Starting from stochastic point process we have shown that trading activity within financial markets can be described as Poison process modulated by stochastic differential equation. Within our model inter-trade time is assumed to have properties of the Poison process, but the mean inter-trade time is assumed to be driven by non-linear stochastic differential equation. Empirical analysis of trading activity in Vilnius and New York stock exchanges showed that this interpretation is universal – empirical data is in great agreement with results obtained from the proposed theoretical trading activity model. This result is very remarkable as Vilnius and New York stock exchanges are very different in a sense of trading activity – trading in New York Stock Exchange is very active, while trades on Vilnius Stock exchange are much rarer event.

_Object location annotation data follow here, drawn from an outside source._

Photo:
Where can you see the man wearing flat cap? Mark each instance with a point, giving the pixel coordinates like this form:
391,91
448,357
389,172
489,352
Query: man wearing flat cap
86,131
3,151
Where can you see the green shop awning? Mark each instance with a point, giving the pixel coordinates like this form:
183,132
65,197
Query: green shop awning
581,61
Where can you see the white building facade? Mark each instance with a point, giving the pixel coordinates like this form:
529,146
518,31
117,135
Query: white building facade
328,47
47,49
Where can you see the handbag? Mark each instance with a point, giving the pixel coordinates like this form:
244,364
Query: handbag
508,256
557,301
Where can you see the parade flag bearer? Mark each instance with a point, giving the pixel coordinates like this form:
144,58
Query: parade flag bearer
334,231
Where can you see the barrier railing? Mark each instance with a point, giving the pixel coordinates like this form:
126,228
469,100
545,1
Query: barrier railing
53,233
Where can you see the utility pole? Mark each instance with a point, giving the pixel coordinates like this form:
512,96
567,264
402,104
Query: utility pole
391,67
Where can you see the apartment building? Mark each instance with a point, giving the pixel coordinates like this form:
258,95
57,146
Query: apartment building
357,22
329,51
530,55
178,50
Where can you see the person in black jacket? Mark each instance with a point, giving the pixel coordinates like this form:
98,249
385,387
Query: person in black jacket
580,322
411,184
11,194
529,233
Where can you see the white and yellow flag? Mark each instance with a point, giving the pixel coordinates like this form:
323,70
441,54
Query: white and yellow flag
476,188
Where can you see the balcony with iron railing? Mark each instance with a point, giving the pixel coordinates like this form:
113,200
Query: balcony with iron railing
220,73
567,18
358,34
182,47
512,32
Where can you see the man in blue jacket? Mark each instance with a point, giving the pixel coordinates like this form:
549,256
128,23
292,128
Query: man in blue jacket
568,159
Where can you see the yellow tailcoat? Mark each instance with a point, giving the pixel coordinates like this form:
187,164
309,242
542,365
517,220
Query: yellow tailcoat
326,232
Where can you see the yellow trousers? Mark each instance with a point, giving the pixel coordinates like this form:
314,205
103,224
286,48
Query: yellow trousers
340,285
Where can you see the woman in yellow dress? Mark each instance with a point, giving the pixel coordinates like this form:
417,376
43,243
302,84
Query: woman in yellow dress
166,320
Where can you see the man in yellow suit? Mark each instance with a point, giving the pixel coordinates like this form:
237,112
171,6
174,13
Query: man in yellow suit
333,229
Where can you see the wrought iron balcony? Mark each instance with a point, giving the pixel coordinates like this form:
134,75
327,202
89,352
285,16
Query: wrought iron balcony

Though from the practical point of view return is more interesting variable of financial markets than their trading activity. Though there is, with no doubt, inter-relation of those financial variables, as practitioners often say that “prices in the markets seem to change only then trading activity increases”. Using similarity of the statistical properties, auto-correlations in the first place, of absolute return and trading activity we proposed method to model return too. Though in this case base process is q-Gaussian noise, representing rapid fluctuations within the market. Yet once again base process is modulated by stochastic differential equation, which is responsible for long-range memory. Model equations were derived in dimensionless from, thus one can compare very different stocks traded on different financial markets. We have shown that our model, with the same parameter set, is able to reproduce statistical properties of two very different markets – large, well established, New York Stock Exchange and very young, still developing, Vilnius Stock Exchange. This serves as an excellent proof of our successful generalization and suggests that statistical properties of financial markets are actually universal.
Completion of this work gives us insight that the possibilities of stochastic calculus in finance are far from being depleted, though at the same time obtained results encourage us to tackle the problem of understanding microscopical mechanics behind the financial markets. Thus the search of simple agent-based model is becoming very relevant interest. It is as always is in science – obtained answers only encourage to explore newer horizons.